Beaver watching
With the long summer evenings we have quite a few visitors coming to see the beavers. Currently the beavers emerge around 20.15, but sometimes earlier than this. While most people get to see them, some don’t realise that you have to sit still, without speaking and just watching quietly. Beavers hear and smell very well and feel vibrations through the water if you move your feet clumsily. So fidgety children are not an asset in a beaver hide!
But whenever I watch I see the beavers. Our new pair of imported Bavarian beavers are flourishing and must now have kits because we have seen them taking food into the burrows. We haven’t seen the kits yet but the beavers are now using several burrows which is a sign the kits are moving about.

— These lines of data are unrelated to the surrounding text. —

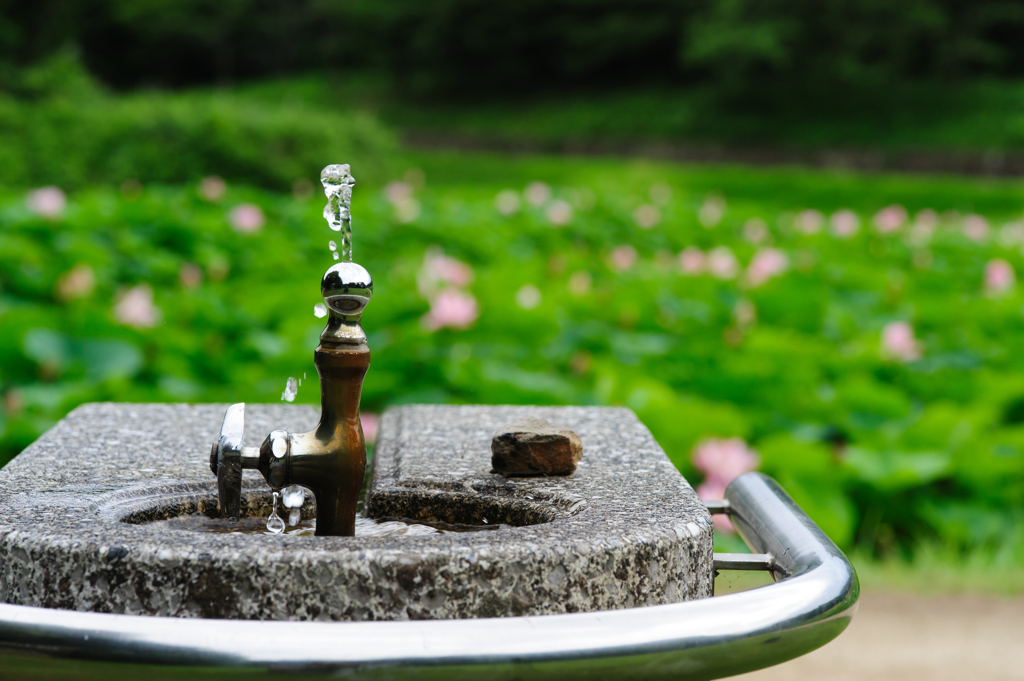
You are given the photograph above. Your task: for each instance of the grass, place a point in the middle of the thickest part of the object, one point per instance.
(885, 454)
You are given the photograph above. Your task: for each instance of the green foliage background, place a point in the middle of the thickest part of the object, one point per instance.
(882, 454)
(739, 48)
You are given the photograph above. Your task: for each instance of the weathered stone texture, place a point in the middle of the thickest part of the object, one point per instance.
(625, 529)
(535, 447)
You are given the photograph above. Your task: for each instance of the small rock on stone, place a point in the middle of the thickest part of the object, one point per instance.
(535, 447)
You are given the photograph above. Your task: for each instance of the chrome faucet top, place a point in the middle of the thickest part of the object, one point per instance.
(331, 459)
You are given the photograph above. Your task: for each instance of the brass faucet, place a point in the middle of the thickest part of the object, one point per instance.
(331, 459)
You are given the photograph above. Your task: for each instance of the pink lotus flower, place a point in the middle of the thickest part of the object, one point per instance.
(212, 187)
(999, 277)
(538, 194)
(712, 211)
(48, 202)
(135, 308)
(660, 194)
(453, 308)
(722, 263)
(247, 218)
(809, 221)
(371, 426)
(898, 342)
(692, 260)
(580, 283)
(845, 223)
(439, 270)
(976, 227)
(744, 313)
(623, 257)
(646, 216)
(722, 461)
(767, 262)
(559, 213)
(77, 283)
(756, 230)
(890, 219)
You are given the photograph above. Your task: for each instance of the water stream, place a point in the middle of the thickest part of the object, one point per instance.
(338, 181)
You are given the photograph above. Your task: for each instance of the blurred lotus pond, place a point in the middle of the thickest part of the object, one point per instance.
(856, 336)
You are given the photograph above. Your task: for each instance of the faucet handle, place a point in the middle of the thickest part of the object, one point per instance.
(225, 461)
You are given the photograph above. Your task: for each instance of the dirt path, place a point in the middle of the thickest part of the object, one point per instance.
(908, 637)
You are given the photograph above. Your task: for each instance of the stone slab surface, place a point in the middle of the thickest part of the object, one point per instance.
(626, 529)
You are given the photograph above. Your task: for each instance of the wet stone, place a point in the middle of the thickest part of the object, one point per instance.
(535, 447)
(625, 529)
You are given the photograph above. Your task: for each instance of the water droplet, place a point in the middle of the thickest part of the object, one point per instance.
(279, 443)
(293, 497)
(338, 181)
(274, 523)
(291, 389)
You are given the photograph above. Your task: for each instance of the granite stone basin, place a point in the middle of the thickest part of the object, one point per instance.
(626, 529)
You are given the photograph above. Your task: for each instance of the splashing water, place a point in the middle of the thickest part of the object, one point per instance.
(274, 523)
(293, 497)
(291, 389)
(338, 181)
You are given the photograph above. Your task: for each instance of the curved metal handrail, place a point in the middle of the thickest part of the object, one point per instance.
(811, 603)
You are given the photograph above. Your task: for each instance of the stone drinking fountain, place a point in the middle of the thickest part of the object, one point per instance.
(505, 542)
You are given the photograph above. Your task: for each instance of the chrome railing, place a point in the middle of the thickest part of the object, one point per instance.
(811, 602)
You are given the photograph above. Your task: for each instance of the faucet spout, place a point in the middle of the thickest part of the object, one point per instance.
(331, 459)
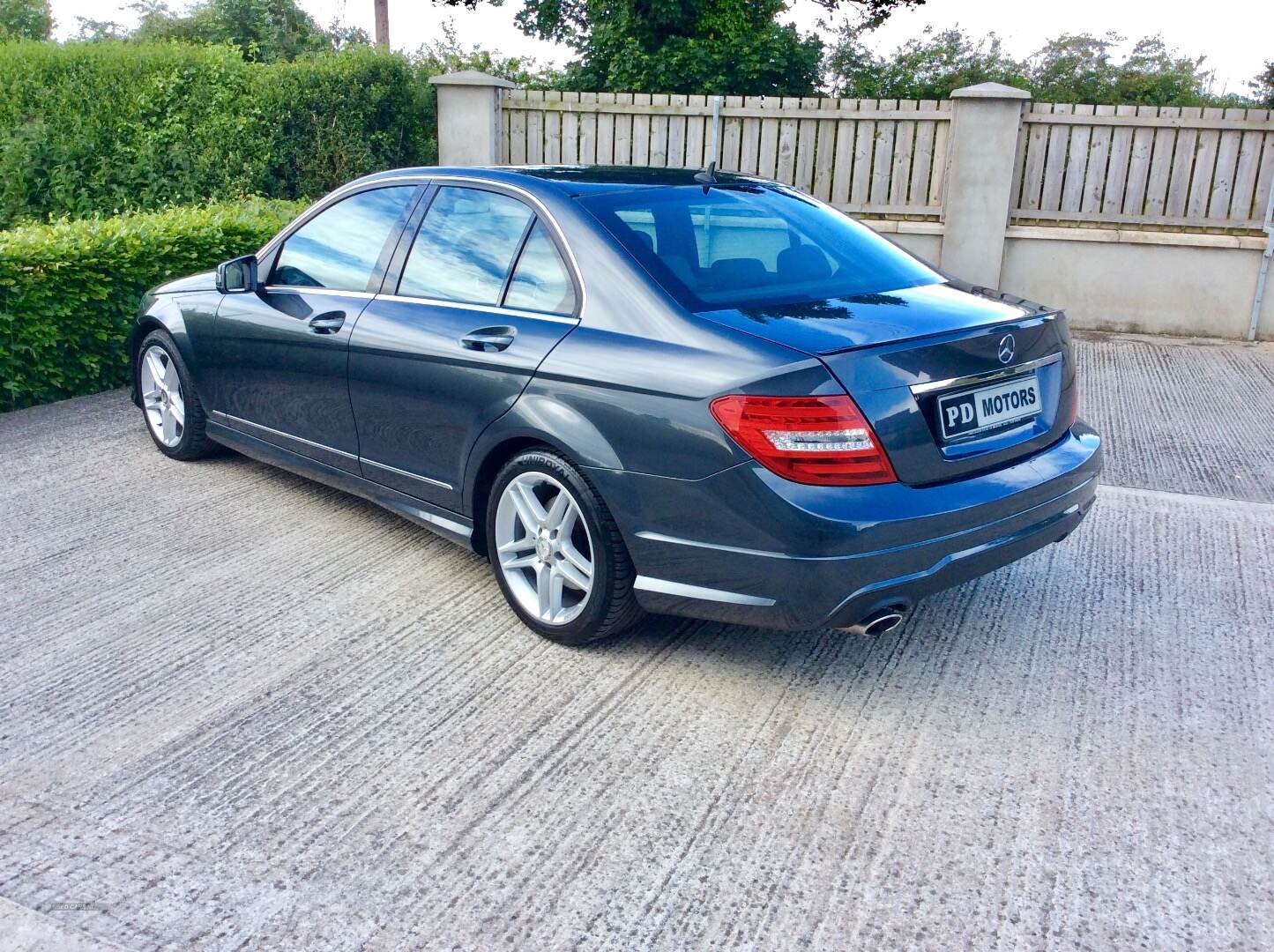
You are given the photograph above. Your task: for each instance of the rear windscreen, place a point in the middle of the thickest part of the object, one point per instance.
(747, 245)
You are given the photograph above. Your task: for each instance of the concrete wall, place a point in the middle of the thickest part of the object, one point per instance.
(1127, 280)
(1147, 282)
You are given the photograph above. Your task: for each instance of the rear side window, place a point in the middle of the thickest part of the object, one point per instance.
(466, 246)
(339, 246)
(752, 245)
(540, 280)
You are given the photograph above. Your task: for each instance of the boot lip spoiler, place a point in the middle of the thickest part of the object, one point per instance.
(930, 385)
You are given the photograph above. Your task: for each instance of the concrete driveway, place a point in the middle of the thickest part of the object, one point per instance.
(237, 709)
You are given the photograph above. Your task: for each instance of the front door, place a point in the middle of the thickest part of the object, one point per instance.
(481, 300)
(282, 356)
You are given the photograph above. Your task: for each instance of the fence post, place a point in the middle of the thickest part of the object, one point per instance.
(979, 188)
(469, 126)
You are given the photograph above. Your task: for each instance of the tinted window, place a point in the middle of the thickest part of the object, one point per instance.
(747, 245)
(339, 246)
(540, 280)
(466, 246)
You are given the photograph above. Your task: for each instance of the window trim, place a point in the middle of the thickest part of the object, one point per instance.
(383, 259)
(518, 260)
(392, 280)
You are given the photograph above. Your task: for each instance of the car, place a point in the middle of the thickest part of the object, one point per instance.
(636, 390)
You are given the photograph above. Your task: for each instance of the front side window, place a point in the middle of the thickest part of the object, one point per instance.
(540, 280)
(466, 246)
(752, 245)
(339, 246)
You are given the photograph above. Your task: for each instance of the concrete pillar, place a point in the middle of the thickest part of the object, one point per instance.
(469, 117)
(978, 193)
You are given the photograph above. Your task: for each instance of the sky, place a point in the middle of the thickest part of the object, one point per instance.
(1236, 36)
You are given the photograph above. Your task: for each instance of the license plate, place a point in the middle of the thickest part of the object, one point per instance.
(989, 406)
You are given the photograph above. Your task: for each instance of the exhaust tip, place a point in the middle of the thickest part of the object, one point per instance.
(879, 622)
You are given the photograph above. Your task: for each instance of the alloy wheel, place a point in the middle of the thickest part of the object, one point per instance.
(162, 397)
(543, 548)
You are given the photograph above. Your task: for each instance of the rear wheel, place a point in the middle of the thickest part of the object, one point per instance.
(557, 554)
(175, 417)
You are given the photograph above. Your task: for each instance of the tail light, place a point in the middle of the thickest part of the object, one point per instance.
(816, 440)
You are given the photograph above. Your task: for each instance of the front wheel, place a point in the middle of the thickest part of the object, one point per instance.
(175, 417)
(557, 554)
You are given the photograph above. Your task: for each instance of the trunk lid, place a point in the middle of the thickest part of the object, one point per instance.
(905, 354)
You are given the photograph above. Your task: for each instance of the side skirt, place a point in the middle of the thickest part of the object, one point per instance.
(445, 523)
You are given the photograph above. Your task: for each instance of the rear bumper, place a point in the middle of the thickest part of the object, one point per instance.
(748, 547)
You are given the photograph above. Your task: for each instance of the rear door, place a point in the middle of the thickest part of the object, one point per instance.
(282, 353)
(474, 303)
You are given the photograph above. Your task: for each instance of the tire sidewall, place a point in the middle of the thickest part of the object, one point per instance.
(158, 338)
(581, 628)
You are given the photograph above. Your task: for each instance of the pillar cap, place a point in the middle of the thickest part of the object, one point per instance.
(472, 77)
(990, 91)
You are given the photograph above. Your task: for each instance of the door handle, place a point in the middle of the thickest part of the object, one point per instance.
(328, 323)
(488, 339)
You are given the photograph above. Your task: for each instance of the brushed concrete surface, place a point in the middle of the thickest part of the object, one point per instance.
(241, 710)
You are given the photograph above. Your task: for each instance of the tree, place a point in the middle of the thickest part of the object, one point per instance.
(1263, 86)
(1070, 68)
(447, 55)
(678, 46)
(26, 19)
(925, 68)
(1157, 76)
(1076, 68)
(263, 29)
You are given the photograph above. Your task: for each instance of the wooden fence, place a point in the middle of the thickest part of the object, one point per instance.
(1099, 165)
(1144, 166)
(867, 156)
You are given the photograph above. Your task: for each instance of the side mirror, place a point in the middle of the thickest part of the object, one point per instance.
(237, 276)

It’s amazing how a full grown beaver, about the size of a cocker spaniel, can emerge from an underwater burrow right in front of you, then swim underwater across the whole pond to the other side, with hardly a ripple, just occasional bubbles. If you don’t know what is going on you don’t understand the quiet movements and could miss them altogether. But eventually an adult will come out onto the bank and spend several minutes slowly and carefully grooming and scratching a large corpulent tum.
Scotland has now fully protected its beavers and established a management programme. About 50 beavers are being translocated from places where they are not wanted to new homes in Yorkshire and Devon. Step by step the beavers are reclaiming their lost homes. Here in Wales, as far as we know, NRW has made no decisions at all.